Date published: 02 June 2014

OLDHAM’S Labour group now holds the highest number of council seats since the borough was formed in 1974.

But leader Jim McMahon says there is still a lot of work to do to keep Oldham on the up.

The new council has Labour on 45 seats, the Liberal Democrats with 10, UKIP and the Conservatives on two apiece and one independent councillor.

And while Councillor McMahon was happy with Labour’s performance, he says there are lessons to be learned by all the parties.

UKIP gained their first two seats in Oldham as part of a predicted political “earthquake”.

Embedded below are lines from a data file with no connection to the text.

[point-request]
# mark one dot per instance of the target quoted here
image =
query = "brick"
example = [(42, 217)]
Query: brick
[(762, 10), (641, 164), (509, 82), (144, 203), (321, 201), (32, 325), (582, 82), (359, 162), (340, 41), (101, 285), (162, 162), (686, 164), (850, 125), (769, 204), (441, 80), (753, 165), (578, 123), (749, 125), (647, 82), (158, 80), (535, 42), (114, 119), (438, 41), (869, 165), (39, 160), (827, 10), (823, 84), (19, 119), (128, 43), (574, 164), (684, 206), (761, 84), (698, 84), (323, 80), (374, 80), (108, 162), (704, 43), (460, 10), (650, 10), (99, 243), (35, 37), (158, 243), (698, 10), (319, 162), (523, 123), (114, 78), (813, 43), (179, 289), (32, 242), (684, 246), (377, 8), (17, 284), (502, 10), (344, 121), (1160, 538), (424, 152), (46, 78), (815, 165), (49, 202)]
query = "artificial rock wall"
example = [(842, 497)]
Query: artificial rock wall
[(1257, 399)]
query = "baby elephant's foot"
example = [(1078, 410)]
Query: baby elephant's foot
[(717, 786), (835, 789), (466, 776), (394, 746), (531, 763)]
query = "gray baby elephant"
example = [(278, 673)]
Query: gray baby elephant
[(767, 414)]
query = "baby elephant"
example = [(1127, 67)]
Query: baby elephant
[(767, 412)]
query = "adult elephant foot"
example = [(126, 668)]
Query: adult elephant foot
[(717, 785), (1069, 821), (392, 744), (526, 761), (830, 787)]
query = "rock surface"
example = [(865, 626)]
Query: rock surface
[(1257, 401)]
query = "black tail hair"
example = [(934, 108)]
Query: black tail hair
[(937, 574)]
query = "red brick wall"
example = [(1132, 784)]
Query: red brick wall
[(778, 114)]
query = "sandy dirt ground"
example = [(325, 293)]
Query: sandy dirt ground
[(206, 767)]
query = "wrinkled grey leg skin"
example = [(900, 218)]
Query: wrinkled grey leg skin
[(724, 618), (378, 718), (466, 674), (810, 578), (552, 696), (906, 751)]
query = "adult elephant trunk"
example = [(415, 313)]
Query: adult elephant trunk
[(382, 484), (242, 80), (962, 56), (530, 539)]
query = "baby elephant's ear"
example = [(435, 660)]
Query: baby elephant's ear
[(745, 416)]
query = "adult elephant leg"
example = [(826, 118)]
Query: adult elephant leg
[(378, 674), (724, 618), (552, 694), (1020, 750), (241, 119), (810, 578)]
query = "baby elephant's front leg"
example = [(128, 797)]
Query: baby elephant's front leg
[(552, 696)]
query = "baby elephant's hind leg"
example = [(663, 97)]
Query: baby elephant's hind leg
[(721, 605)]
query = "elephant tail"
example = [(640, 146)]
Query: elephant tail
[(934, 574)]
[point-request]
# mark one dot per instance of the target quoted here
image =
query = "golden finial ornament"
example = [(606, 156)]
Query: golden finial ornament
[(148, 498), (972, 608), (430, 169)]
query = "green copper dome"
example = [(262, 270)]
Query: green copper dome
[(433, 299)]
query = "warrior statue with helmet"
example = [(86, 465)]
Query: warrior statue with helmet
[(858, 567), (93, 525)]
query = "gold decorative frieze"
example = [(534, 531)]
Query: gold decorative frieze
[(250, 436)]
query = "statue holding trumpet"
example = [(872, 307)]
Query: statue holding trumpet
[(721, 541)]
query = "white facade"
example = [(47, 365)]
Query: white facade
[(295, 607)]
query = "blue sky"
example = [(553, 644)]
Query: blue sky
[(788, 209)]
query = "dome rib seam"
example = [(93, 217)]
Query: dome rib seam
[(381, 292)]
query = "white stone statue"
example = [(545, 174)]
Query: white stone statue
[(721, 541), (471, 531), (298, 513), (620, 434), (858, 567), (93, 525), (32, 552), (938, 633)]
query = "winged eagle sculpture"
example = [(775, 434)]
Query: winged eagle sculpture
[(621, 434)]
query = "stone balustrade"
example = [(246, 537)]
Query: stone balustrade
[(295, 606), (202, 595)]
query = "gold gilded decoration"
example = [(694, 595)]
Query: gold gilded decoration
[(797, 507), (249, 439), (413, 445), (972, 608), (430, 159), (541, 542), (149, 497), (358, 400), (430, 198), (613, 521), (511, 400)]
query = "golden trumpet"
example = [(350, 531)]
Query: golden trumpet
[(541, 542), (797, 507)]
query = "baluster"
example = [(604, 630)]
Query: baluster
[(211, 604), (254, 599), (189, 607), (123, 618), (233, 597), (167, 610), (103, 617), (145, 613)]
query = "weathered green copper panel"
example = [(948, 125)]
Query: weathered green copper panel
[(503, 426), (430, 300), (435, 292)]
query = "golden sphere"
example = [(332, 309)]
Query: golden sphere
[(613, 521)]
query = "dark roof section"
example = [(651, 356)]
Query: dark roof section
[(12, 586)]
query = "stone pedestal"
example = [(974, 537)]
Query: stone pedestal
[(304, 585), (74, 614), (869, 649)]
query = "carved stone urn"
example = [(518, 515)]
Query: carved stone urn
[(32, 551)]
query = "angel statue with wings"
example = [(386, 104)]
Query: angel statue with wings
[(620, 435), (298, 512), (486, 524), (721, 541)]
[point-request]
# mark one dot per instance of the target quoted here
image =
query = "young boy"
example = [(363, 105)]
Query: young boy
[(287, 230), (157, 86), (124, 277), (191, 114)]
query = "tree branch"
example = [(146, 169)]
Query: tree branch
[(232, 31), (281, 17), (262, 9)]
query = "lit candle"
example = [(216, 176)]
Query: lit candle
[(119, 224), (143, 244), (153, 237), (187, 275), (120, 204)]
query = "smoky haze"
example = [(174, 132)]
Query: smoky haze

Councillor McMahon said: “Much of the national campaign debate focused on the question of Europe and the economy and the need to provide more decent jobs, housing and opportunities. These, for me, remain the key issues that all mainstream parties must now address.

“The Government claimed credit for falls in unemployment but the evidence in Oldham highlighted a more worrying reality that simply cannot be ignored. Around a third of people here no longer claiming Job Seekers Allowance are not in work at all — they have simply been shifted on to Universal Credit.

“Of those who remain, the evidence suggests many are in low-paid, low-skilled employment with little job security. Nationally the number of zero-hour contracts has risen to more than 1.4 million. In Oldham the average weekly wage has fallen to £417 a week — down from £437 — as the cost of living continues to rise.

“The average working week in the UK is now just 32 hours with full-time employment reducing and more than 1.2 million people working fewer hours than they would want to. In Greater Manchester 22 per cent of workers are earning less than the living wage, which means they rely on top-up benefits just to cover the bills.

“But in 2014 we have a situation where people frustrated by standards of housing, education, public services and low wages are tempted to look to blame someone.

“A narrative about benefit culture in the national media has pitted poor people against poor people and, at the same time, some have sought to focus the anger of those trying to make ends meet against those people who are coming here to make a better life for themselves.

“On a local level I’m more determined than ever to continue the hard work underway to help our local communities define for themselves the future they aspire to.”